Knowing which vendors 'walk the walk' 

As true partners, vendors should encourage democratized data access, meaning they should support customers’ right to bulk-move their data for manipulation in third-party platforms. In an interoperable business model, vendors aim to win in the market by selling users the best possible data interaction experience. 

However, some vendors claim to be interoperable but don’t follow through in practice, ultimately limiting customers’ rights to their own data. These vendors may try to upsell their customers by offering expanded data access for an additional charge. This business model depends on stifling competition by restricting customers’ ability to leverage their own data outside of the vendor’s platform.  

“If your vendor is not your partner, they shouldn’t be your vendor, plain and simple.” — Commanding Officer Michael Gulinello, New York Police Department

Take Quinn’s camera provider pilot example from earlier: The vendor technically allowed the customer access to their data, but by withholding the metadata, it released information that was practically unusable. In that scenario, the customer did not have complete access to its entire data set. That’s not interoperability. 

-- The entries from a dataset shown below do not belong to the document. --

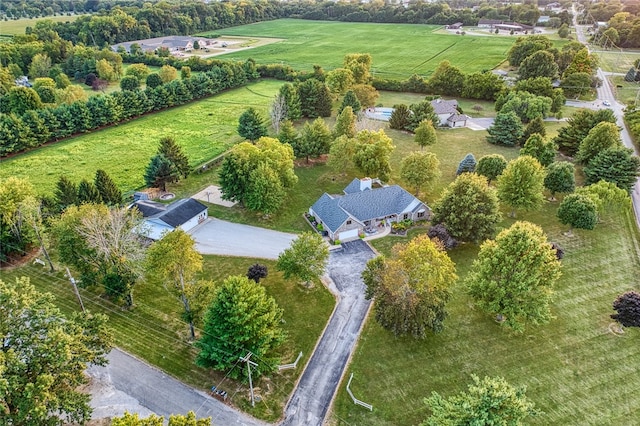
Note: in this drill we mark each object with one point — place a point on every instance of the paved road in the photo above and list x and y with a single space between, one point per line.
217 236
162 394
312 397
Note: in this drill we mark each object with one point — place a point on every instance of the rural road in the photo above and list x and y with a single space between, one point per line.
162 394
216 236
312 397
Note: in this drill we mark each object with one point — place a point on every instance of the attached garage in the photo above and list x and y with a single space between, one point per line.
348 235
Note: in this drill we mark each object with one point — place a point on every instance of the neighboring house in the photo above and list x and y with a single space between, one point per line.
363 209
448 113
160 218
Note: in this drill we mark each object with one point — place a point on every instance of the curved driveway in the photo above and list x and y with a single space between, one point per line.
216 236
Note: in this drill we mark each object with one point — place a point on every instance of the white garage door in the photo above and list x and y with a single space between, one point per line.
347 235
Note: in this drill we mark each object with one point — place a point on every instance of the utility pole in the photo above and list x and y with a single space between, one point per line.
249 364
75 288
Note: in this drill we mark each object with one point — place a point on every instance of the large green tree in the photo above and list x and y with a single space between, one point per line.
560 178
491 166
490 401
569 137
578 211
521 184
468 208
420 169
540 148
616 165
241 318
411 288
372 153
251 125
604 135
43 358
174 260
513 276
175 154
506 129
305 259
258 175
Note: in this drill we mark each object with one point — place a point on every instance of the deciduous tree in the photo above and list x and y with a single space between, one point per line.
44 355
490 401
420 169
560 178
469 208
539 148
411 288
425 134
241 318
506 129
251 125
520 185
159 172
306 258
174 260
513 276
578 211
491 166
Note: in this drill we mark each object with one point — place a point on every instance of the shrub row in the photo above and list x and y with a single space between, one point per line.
37 127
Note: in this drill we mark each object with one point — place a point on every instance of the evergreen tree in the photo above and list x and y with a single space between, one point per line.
251 125
542 150
88 193
109 192
506 130
467 165
159 171
66 193
175 154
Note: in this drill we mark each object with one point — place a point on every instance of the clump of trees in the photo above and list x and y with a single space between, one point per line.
411 288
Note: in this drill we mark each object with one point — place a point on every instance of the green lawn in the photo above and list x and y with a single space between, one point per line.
398 50
18 26
154 332
204 128
575 369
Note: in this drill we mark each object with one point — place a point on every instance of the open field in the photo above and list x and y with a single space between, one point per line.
204 128
398 50
18 26
153 330
575 369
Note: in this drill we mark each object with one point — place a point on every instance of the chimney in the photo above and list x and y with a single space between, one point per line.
365 183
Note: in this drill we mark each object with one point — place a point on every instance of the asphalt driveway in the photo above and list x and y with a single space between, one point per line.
312 397
216 236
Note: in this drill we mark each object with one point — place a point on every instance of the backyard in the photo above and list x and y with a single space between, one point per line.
398 50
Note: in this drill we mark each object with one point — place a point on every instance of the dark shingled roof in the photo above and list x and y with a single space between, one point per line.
182 211
376 203
149 208
329 211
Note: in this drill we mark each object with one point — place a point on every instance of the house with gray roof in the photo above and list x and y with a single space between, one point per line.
363 209
162 218
447 111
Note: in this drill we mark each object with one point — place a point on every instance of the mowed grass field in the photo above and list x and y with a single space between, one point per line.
398 50
18 26
154 331
204 129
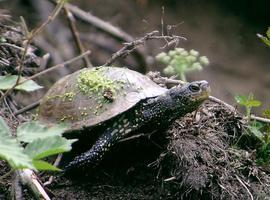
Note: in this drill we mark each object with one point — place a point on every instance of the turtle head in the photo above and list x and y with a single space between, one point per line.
187 98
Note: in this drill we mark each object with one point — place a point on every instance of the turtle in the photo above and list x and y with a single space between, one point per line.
119 99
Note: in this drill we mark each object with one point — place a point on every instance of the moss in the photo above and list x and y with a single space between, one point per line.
68 96
93 81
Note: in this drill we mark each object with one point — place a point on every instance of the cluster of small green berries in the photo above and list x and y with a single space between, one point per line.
179 61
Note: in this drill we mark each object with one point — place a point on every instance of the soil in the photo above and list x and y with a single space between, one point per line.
204 155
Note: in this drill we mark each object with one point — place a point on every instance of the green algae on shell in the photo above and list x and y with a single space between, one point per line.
91 96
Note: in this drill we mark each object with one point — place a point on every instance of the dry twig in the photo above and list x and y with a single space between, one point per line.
76 35
131 46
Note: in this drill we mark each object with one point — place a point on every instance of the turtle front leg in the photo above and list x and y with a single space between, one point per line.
92 157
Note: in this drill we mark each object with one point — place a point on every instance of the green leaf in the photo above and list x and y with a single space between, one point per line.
4 130
255 131
43 165
266 113
30 131
253 103
41 148
264 39
8 81
241 99
11 150
247 101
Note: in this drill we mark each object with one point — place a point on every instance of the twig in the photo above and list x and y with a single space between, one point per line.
244 185
170 179
76 35
57 66
30 37
100 24
131 46
262 119
56 163
35 104
29 178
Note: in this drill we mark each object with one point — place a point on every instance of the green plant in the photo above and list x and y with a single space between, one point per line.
266 39
32 142
248 102
180 62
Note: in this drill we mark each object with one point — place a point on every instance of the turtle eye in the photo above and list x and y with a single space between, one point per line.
194 87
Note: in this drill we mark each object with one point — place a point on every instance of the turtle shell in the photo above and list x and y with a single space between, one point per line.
91 96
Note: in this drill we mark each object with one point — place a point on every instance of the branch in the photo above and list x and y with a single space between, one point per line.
131 46
76 35
29 178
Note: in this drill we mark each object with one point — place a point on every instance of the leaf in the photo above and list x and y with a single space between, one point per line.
264 39
247 101
268 32
43 165
241 99
29 131
41 148
8 81
266 113
11 150
253 103
4 130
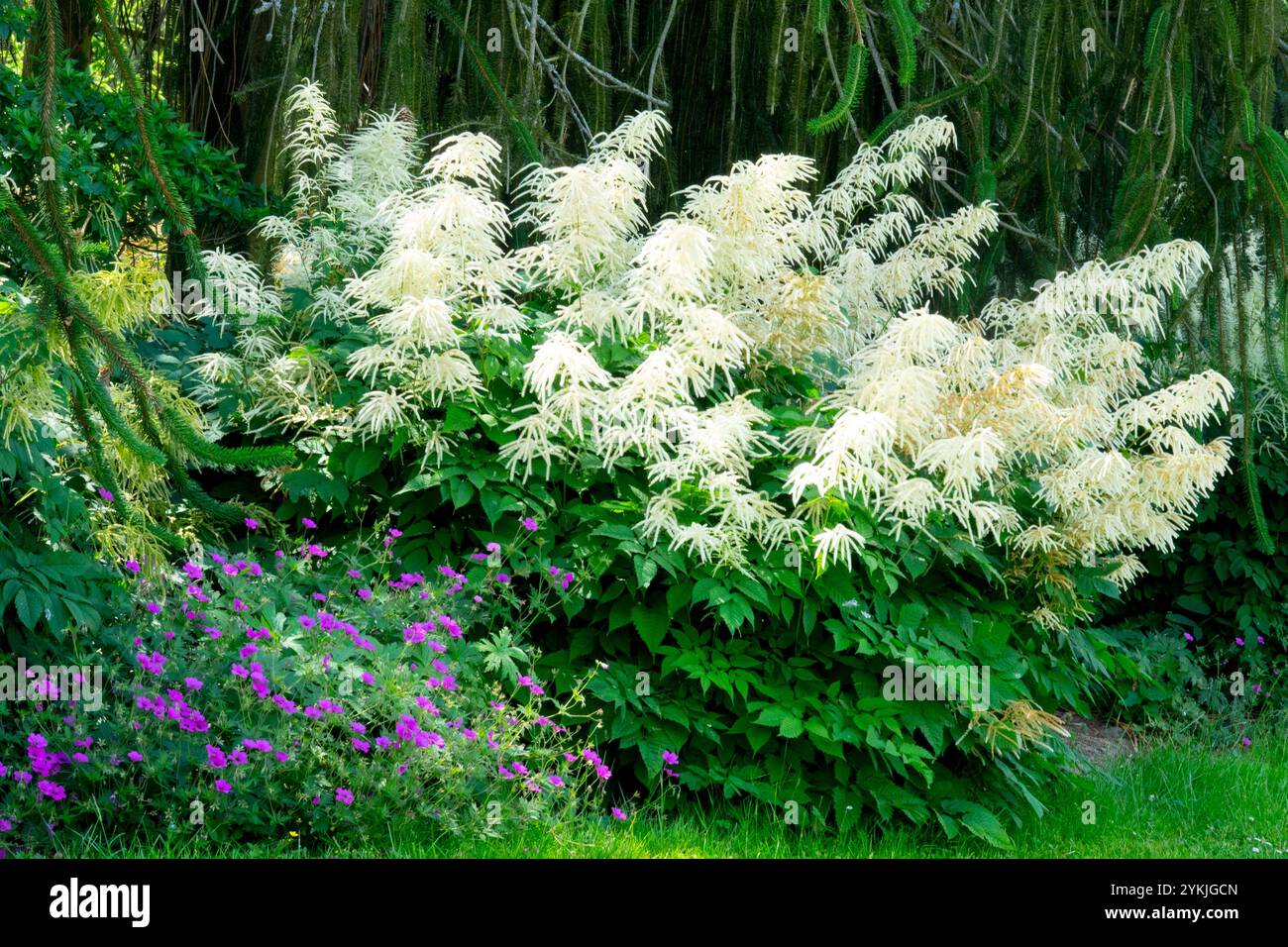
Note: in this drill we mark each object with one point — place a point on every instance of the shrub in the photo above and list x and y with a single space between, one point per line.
773 470
1207 626
314 693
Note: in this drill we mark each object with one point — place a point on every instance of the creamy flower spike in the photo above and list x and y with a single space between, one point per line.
918 416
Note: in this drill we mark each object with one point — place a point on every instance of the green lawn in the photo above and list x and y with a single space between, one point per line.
1171 800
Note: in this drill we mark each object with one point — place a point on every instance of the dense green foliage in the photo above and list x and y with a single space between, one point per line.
768 682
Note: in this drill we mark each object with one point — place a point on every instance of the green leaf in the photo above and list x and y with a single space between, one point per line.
791 727
651 624
458 419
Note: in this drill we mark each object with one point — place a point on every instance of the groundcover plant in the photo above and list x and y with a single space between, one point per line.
305 693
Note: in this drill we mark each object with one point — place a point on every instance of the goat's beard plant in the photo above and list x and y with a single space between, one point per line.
304 696
1028 428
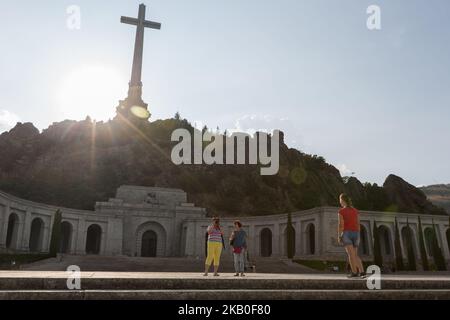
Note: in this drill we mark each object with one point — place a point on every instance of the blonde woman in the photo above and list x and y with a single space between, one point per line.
215 244
349 235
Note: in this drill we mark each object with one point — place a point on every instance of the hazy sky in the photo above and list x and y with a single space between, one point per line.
372 102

Key requirements for interoperability

To demonstrate interoperable data practices, a vendor must: 

  • Provide customers with real-time access to data replicated in any store 

  • Offer an API that allows data to flow both in and out of the platform without serious limitations 

  • Give customers complete access to their entire data set in the vendor’s platform 

  • Not impose additional costs for full data access 

If you’re unsure whether a current or prospective vendor follows interoperability best practices, asking the following questions can help you uncover the truth. 

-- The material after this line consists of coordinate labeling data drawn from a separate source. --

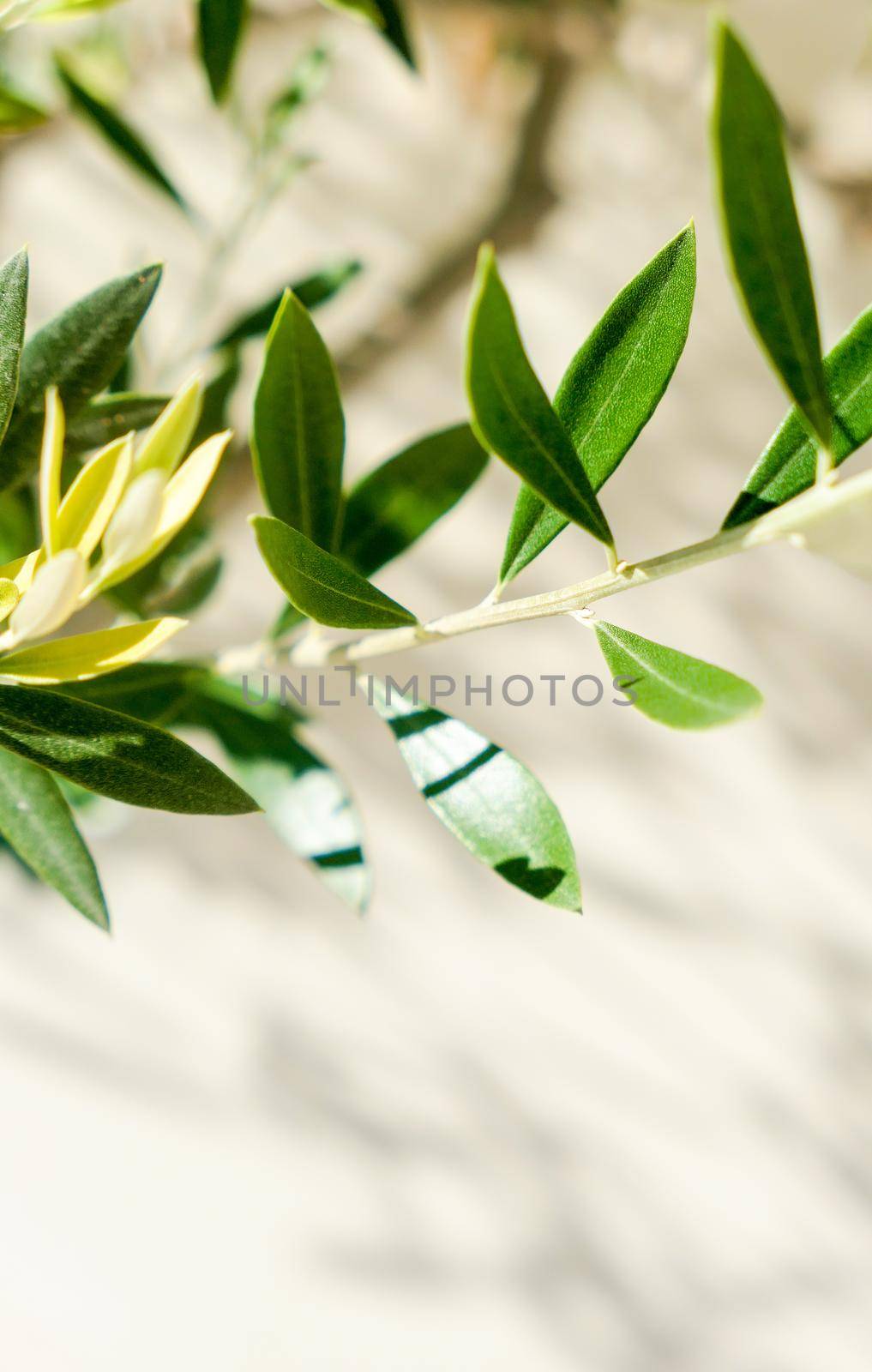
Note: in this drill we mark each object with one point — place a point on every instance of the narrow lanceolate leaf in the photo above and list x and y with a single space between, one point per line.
80 353
512 412
51 460
220 29
320 585
171 436
299 429
118 135
311 292
114 755
183 494
787 466
613 386
110 418
93 497
487 799
302 796
13 316
384 15
391 508
36 822
18 113
762 231
672 688
84 656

  • Does the vendor give customers full ownership of their data? An interoperable vendor would agree that all of the data generated and stored in its platform belongs to the customer, not the vendor. The vendor should also clearly outline which data or metadata, if any, is not considered the customer’s property.  

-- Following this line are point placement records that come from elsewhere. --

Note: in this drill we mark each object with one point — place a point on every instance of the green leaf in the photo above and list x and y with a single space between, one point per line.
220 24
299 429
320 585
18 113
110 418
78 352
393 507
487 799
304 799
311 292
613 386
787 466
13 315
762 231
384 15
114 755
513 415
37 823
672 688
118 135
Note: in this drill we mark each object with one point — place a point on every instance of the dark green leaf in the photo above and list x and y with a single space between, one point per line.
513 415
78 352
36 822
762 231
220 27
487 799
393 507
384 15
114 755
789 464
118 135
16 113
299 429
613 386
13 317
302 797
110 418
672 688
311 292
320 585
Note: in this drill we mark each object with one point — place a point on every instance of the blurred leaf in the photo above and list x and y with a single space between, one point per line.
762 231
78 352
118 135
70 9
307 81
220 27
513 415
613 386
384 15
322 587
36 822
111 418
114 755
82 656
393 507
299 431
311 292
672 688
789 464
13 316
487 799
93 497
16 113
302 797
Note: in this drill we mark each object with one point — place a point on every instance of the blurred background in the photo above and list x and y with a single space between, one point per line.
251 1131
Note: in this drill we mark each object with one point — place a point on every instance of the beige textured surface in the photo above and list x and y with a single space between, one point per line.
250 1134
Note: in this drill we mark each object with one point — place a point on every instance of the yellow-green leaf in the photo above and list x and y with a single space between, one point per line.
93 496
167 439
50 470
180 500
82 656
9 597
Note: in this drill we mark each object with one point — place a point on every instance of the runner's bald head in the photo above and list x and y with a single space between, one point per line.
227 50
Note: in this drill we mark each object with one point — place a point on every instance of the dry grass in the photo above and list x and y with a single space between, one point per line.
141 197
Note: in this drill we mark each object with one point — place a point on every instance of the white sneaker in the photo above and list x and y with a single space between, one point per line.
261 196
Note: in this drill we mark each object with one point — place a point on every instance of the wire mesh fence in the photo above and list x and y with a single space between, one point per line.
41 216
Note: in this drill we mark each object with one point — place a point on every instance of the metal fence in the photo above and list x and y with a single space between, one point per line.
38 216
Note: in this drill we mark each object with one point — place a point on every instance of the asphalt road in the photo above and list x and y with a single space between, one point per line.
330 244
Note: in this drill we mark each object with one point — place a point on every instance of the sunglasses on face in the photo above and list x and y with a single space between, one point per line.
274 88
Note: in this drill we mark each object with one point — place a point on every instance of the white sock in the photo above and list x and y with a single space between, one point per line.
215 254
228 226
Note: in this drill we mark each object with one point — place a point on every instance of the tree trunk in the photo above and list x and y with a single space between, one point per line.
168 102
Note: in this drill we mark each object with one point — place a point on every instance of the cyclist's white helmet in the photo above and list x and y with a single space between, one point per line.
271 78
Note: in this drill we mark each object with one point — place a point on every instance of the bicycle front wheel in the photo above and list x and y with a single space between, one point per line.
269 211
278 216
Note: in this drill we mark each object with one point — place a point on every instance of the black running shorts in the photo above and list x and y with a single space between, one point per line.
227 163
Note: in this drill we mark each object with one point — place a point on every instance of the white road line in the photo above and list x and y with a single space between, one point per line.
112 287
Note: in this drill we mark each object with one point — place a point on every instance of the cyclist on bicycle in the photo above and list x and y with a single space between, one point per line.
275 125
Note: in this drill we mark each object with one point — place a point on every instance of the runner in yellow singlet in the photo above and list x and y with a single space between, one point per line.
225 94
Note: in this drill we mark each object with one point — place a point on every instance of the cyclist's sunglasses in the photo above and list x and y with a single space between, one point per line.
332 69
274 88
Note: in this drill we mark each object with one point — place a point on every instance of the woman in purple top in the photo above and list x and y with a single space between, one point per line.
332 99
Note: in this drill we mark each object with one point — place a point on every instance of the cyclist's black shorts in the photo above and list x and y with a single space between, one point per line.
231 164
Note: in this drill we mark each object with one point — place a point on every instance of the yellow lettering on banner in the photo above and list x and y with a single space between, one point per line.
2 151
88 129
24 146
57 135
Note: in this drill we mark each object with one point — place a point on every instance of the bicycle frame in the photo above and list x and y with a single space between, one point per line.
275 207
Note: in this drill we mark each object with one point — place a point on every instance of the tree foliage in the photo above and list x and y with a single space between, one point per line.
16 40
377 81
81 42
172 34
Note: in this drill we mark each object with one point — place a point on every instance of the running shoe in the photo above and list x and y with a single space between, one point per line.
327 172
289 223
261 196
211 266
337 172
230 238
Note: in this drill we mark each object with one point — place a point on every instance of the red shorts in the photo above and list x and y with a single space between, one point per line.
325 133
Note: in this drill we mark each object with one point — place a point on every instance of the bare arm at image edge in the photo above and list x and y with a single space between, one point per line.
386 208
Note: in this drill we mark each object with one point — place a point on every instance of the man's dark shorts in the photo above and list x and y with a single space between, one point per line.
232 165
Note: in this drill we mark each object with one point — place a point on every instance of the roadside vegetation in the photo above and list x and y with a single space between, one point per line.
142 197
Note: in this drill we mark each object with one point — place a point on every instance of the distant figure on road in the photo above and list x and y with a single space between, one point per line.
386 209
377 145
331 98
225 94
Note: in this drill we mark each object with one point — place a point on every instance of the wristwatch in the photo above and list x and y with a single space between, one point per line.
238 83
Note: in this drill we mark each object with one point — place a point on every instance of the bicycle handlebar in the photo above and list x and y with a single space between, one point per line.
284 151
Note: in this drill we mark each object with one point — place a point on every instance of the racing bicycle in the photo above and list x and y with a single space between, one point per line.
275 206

  • If the vendor imposes data access restrictions, why, and which data is restricted? The vendor should be able to explain whether it’s restricting customers’ access for technical reasons or for business reasons.  

  • Does the vendor let customers move and manipulate their data in bulk, in real time? The vendor should honor a customer's request to bulk-move its data from the vendor’s database for use in any third-party system. 

Peregrine’s stance on interoperability 

“We need to be focused on the mission as much as you are, and we need to be focused on furthering your mission.” —Matt Melton, Business Development and Partnerships, Peregrine

Every day, law enforcement and other public agencies make decisions that directly impact the health and safety of their communities. To approach such critical choices with confidence and integrity, these institutions need full ownership of and access to their data. 

Limiting agencies’ data access, or charging extra for it, results in real consequences. Such restrictions can reduce the effectiveness of public institutions, jeopardize officer safety and community health, and erode trust between agencies and vendors. 

To create a more efficient, effective, and collaborative data environment for organizations across the public and private sectors, Peregrine is committed to: 

  • Supporting democratized data access for all of our customers, even if it imposes additional costs on our business 

  • Integrating data from virtually any source at any scale

  • Providing customers with flexible, secure access to their data, even if it’s stored across siloed systems 

Communities’ safety depends on how public agencies store, integrate, manage, share, and action their data. As a partner to the institutions we serve, Peregrine is responsible for working with both our customers and other companies in the data space to drive openness and interoperability. 

Matt Melton, who heads business development and partnerships at Peregrine, closed the roundtable with a reminder. 

“The private sector needs to come to the table with not just bottom-line profits on the brain,” Melton said. “We need to be focused on the mission as much as you are, and we need to be focused on furthering your mission.”